Date of Award

Summer 8-16-2018

Document Type


Degree Name

Doctor of Philosophy (PhD)

First Advisor

Katie Evans


Unmanned aerial vehicles have been an area of interest in both research and industry for the past several decades. Advancements in technology have allowed such aircraft to decrease in size. UAVs are less expensive than traditional aircraft and are less restricted in where they can fly due to their compact size, leading to shifts in the way infrastructure, agriculture, and transportation surveillance and operations are handled.

However, small aerial vehicles and flexible, composite ones are more susceptible to crashes. This has led to an increased interest in methods to control such aircraft. In order to accurately model for a composite, flexible-wing aircraft, there is need for a more complex framework which takes into account the non-linear, spatially varying components associated with the frame. Throughout this project, the application under consideration is the internal damping coefficients.

In order to compare damping mechanisms, experiments were conducted in which a time history of the displacement at the tip of a cantilevered beam was measured. The optimal parameters were found for each model using a least squares cost equation for comparison with the measured data. These damping parameters were then incorporated into the generalized beam equation so that performance could be evaluated. This process was repeated for a variety of models.

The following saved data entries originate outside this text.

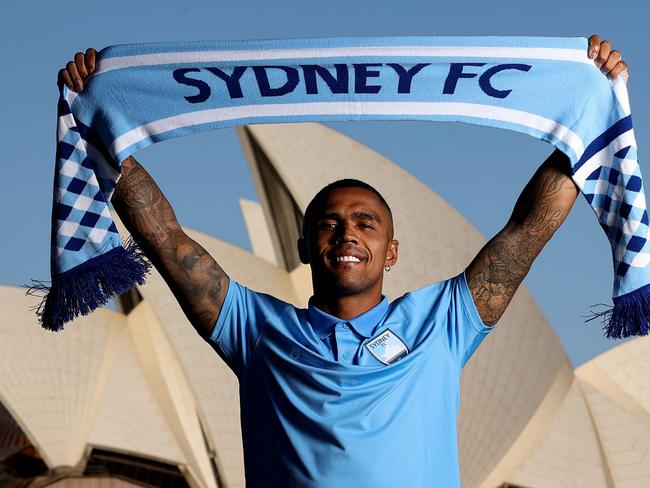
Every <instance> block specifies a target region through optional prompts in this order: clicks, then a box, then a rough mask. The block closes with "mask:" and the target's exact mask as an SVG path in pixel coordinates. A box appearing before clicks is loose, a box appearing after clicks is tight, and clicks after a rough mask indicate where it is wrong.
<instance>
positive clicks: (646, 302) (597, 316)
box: [586, 285, 650, 339]
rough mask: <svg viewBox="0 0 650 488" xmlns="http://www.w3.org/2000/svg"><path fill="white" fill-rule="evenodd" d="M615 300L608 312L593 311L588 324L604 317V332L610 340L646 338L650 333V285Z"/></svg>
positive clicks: (615, 297) (622, 295) (603, 318)
mask: <svg viewBox="0 0 650 488" xmlns="http://www.w3.org/2000/svg"><path fill="white" fill-rule="evenodd" d="M613 300H614V306H610V307H609V308H608V309H607V310H604V311H600V312H595V311H593V310H592V311H591V316H590V317H589V318H588V319H587V320H586V322H589V321H591V320H594V319H597V318H599V317H602V319H603V331H604V332H605V336H606V337H607V338H609V339H624V338H626V337H632V336H645V335H648V333H650V285H645V286H643V287H641V288H639V289H638V290H634V291H633V292H630V293H627V294H625V295H622V296H620V297H615V298H614V299H613ZM598 305H604V304H598ZM598 305H594V306H598Z"/></svg>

This project builds upon previous studies on spatial hysteresis, a non-local internal form of damping. Spatial hysteresis damping was proposed as a damping model for large, flexible, composite space structures. This method was first proposed by H.T. Banks and D.J. Inman for large space structures constructed of graphite epoxy composite materials (see, for example, [2], [9], [10]). These structures, due to their use in spacecraft, were much more rigid than the materials in which we are primarily interested.

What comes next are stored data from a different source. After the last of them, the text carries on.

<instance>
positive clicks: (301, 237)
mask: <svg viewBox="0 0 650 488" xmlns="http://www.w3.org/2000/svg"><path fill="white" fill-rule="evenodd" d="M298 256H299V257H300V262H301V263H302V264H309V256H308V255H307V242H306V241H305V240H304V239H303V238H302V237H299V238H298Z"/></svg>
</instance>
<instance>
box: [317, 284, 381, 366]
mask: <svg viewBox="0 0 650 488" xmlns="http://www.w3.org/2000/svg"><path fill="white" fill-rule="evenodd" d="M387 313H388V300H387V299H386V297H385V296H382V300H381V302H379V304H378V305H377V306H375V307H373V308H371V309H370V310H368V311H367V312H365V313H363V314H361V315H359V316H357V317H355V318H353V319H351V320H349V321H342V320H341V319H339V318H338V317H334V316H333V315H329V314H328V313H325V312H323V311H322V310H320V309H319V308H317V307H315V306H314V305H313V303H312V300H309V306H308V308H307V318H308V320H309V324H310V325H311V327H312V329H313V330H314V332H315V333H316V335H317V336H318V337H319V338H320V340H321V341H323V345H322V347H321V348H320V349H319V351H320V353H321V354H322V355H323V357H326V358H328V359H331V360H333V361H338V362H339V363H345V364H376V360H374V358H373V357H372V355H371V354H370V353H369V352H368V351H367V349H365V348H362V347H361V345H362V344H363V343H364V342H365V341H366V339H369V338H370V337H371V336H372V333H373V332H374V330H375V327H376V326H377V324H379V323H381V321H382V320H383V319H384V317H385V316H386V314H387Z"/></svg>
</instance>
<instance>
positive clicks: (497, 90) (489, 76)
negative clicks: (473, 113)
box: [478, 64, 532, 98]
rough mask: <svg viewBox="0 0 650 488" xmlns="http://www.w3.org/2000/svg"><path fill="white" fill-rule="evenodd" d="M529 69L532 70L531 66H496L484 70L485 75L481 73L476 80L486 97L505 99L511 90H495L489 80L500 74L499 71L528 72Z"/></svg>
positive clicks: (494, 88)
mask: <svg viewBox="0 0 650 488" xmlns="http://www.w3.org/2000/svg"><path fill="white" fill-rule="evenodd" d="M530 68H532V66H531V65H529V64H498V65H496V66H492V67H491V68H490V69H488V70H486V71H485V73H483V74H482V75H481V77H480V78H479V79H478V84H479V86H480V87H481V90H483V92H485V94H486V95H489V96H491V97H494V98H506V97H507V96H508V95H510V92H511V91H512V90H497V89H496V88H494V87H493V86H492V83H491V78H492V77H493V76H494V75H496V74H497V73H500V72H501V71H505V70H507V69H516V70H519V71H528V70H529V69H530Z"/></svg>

Spatial hysteresis was not adopted on a large scale because it is computationally expensive. In the 1980s, when the model was proposed, it was extremely time consuming to incorporate spatial hysteresis using the current technology. Spatial hysteresis involves a kernel function and additional integration variable [8], [11], [15]. However, as computer processing power has increased, so has the potential to incorporate spatial hysteresis into the partial differential equation for a cantilevered beam. Due to this, recent research has proposed that such a damping model could also be used for composite, flexible wing UAVs ([16], [18], [19], [3]). These projects found that, by incorporating spatial hysteresis damping into an Euler Bernoulli beam model for a micro aerial vehicle (MAV), the aircraft was controlled more effectively in flight than by using Kelvin Voigt damping alone.

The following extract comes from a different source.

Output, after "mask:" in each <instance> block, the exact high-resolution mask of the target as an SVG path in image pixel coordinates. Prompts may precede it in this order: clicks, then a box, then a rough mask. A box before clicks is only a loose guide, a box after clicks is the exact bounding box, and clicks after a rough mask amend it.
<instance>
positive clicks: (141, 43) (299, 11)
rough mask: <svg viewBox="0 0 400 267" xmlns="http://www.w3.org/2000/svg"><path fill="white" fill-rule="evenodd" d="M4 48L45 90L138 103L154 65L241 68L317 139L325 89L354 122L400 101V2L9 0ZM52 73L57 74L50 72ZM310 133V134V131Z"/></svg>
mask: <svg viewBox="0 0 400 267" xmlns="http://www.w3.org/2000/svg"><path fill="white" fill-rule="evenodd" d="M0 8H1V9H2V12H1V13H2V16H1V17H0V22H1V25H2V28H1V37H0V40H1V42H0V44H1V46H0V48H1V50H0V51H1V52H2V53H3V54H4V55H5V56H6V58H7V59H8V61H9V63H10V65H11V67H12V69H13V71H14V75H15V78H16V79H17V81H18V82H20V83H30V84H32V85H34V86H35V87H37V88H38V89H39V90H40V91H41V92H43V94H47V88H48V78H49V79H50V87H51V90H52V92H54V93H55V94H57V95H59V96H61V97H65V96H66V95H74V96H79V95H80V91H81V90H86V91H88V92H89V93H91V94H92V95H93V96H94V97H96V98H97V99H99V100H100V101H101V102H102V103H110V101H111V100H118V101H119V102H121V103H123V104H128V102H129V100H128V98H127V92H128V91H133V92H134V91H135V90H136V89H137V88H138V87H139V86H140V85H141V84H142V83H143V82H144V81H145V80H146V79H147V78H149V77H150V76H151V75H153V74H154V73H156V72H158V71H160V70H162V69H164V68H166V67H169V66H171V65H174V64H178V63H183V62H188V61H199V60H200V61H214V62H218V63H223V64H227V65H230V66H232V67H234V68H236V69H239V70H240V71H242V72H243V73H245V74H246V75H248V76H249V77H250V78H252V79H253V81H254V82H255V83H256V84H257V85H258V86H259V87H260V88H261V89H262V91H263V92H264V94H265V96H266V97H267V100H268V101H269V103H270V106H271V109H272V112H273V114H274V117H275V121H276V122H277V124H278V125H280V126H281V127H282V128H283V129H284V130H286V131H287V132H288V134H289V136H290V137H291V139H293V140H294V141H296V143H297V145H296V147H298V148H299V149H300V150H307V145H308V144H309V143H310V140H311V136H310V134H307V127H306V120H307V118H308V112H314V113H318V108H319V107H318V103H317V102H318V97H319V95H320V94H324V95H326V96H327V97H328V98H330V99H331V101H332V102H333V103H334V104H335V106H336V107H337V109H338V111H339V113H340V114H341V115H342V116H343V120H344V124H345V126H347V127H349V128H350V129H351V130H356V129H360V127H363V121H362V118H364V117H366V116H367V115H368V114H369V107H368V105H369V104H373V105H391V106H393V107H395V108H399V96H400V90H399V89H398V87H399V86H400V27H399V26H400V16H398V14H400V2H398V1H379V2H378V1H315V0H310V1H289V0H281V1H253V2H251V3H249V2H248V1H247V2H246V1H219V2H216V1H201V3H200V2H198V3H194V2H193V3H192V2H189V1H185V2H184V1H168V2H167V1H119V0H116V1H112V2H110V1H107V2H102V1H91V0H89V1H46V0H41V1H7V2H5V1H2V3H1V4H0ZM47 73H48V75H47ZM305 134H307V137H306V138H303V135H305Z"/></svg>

This work expands the field in that it merges two research areas: the experimental work done on space structures and theoretical work on applying spatial hysteresis to UAV models. It allows a theoretical form of internal damping to be experimentally validated for use in mathematical models of MAVs. This is significant because, by having a more complete understanding of composite, flexible wing materials, UAV development is more able to address control issues accurately and efficiently. With the boom of the UAV industry, there is a clear need for a mathematical model which accurately describes the materials used. This project aims to address that need.